Matt Kimball is a senior datacenter analyst covering servers and storage at Moor Insights & Strategy

This week, Qualcomm officially jumped into the server chip market with the launch of its Centriq 2400 System on a Chip (SoC) in a server market that has seen a steady stream of product launches from AMD and Intel. Though Qualcomm announced Centriq some time ago, this launch represents a significant shift in the industry as we see the first performant Arm based server chip. For years, the question has been “can Arm find a place in the datacenter?” Based on what Qualcomm delivered, I believe the answer is “yes.”

What is Centriq?

Centriq is Qualcomm’s 48-core server processor comprised of 24 core pairs connected via a 250GB/s ring topology. This represents the highest number of cores per socket available in the server market. It was designed on the ARMv8 architecture to support scale-out datacenter architectures commonly seen in cloud environments.

Centriq is manufactured in Samsung foundries, using a 10nm FinFET process. What does this mean? Better performing transistors packed into a smaller space (18 Billion transistors in 398 mm2). Moreover, what does this really mean to an IT consumer? Better performing cores that consume less power.

The Centriq lineup will have three shipping SKUs:

Centriq lineup

Centriq will only support single socket server motherboard designs. Moreover, from the demonstrations shown at Qualcomm’s launch event – it appears half-width “brick designs” are what the market can expect to see from hardware vendors. This would make sense as Qualcomm focused its entire event on demonstrating cloud affinity...

The reason why companies failed in the past came down to performance. Arm server chips just couldn’t match the performance of their x86 counterparts. Even in the low end of the market, Intel was able to stave off Arm with the position of Xeon D.

Things are different this time around. Qualcomm claimed pretty impressive performance numbers during its launch event. When running SPECint_2006, the Centriq 2460 saw about 7% better performance than the Intel Purley Platinum 8160. Granted, they are comparing their 48 cores against 24 Skylake cores, but it is a competitive socket.

However, cloud providers do not just look at raw performance. “Price/performance” is a key measurement for success in the cloud as this articulates amount of productivity per dollar. Moreover, this is where Centriq has a real story, claiming up to a 4x advantage over Purley.

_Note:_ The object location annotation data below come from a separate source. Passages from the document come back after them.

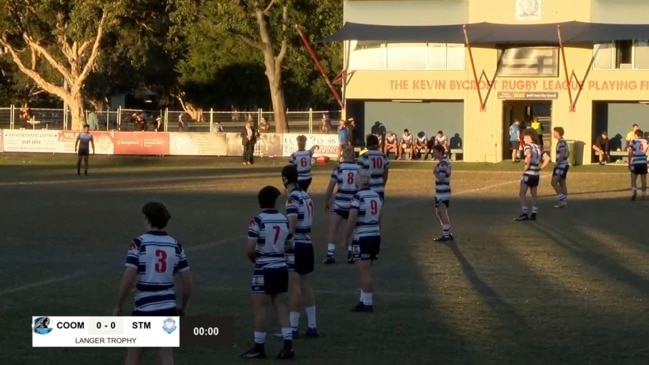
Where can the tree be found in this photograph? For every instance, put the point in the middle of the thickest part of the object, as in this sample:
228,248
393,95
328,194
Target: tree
62,36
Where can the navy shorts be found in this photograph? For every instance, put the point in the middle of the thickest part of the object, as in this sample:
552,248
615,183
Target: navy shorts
639,169
301,259
561,172
366,248
170,312
344,213
270,280
531,181
304,184
440,202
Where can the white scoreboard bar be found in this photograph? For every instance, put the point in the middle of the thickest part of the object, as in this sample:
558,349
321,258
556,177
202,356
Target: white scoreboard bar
105,331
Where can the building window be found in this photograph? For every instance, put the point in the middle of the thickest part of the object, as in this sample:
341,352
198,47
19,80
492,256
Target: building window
371,55
528,62
622,55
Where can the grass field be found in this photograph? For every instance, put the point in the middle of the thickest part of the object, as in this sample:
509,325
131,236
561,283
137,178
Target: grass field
570,288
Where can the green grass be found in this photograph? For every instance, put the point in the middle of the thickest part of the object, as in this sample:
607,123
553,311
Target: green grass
571,288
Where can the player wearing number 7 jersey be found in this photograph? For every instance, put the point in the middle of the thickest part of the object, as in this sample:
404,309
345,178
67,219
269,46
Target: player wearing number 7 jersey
301,159
344,176
152,261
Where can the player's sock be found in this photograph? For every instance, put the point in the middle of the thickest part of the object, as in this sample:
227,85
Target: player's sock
366,298
294,320
310,315
331,249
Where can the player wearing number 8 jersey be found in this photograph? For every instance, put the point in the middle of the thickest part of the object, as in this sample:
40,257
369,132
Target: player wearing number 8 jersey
300,259
377,164
638,164
301,159
269,238
344,176
363,233
152,261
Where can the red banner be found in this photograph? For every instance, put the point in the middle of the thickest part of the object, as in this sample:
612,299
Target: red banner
141,143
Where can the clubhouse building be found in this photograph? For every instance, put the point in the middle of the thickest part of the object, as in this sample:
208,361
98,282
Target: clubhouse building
470,67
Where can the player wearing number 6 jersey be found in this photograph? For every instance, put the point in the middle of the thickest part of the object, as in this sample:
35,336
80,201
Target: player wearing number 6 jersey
152,261
269,238
377,164
300,259
638,164
301,159
344,176
363,233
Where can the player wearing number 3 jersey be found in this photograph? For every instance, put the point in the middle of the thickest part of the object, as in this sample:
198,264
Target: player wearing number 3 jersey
363,233
269,238
301,159
152,261
344,176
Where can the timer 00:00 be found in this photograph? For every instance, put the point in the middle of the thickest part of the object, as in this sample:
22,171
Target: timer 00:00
209,331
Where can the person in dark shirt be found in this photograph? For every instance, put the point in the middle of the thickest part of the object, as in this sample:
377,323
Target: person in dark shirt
601,147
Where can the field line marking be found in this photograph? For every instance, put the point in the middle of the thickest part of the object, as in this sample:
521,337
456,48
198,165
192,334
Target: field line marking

Centriq is tailored for cloud environments

If it has not yet been obvious, Qualcomm is targeting cloud providers with Centriq. Not just Azure, Amazon, Google, Alibaba and the like, but also the tier two players who provide “as a Service” to consumers. This seems like a good fit for a few reasons:

Density –The half-width form factor should make Centriq racks highly compute dense.
Price/performance – It appears Qualcomm will be able to claim bold price/performance leadership. This is especially attractive to cloud providers who live and die by OpEx.
Security – By implementing Arm TrustZone, Centriq delivers an immutable root of trust for servers. This prevents attacks at the lowest levels from penetrating cloud datacenters.
Power – A 120W TDP is not impressive. Being able to drive down idle power consumption to 8W is. This is what Qualcomm has achieved with Centriq.
Loyalty (or lack thereof) – Economics drive cloud providers. Not legacy. Not loyalty. If Qualcomm can really achieve a price performance advantage they claim – cloud providers will jump. Not only to lower their operational costs. However, to apply pricing pressures to their other CPU vendors.
Is there a Centric ecosystem? Is there an Arm server ecosystem?

One of the more impressive takeaways from the Centriq launch was the lineup of ecosystem partners demonstrating their wares on Centriq. NoSQL, Bioinformatics, video processing, AI, cloud infrastructure. There was a breadth of technology partners that spanned the entire ecosystem on display. Qualcomm was smart to recognize the importance of this robust ecosystem and smarter still to develop those relationships.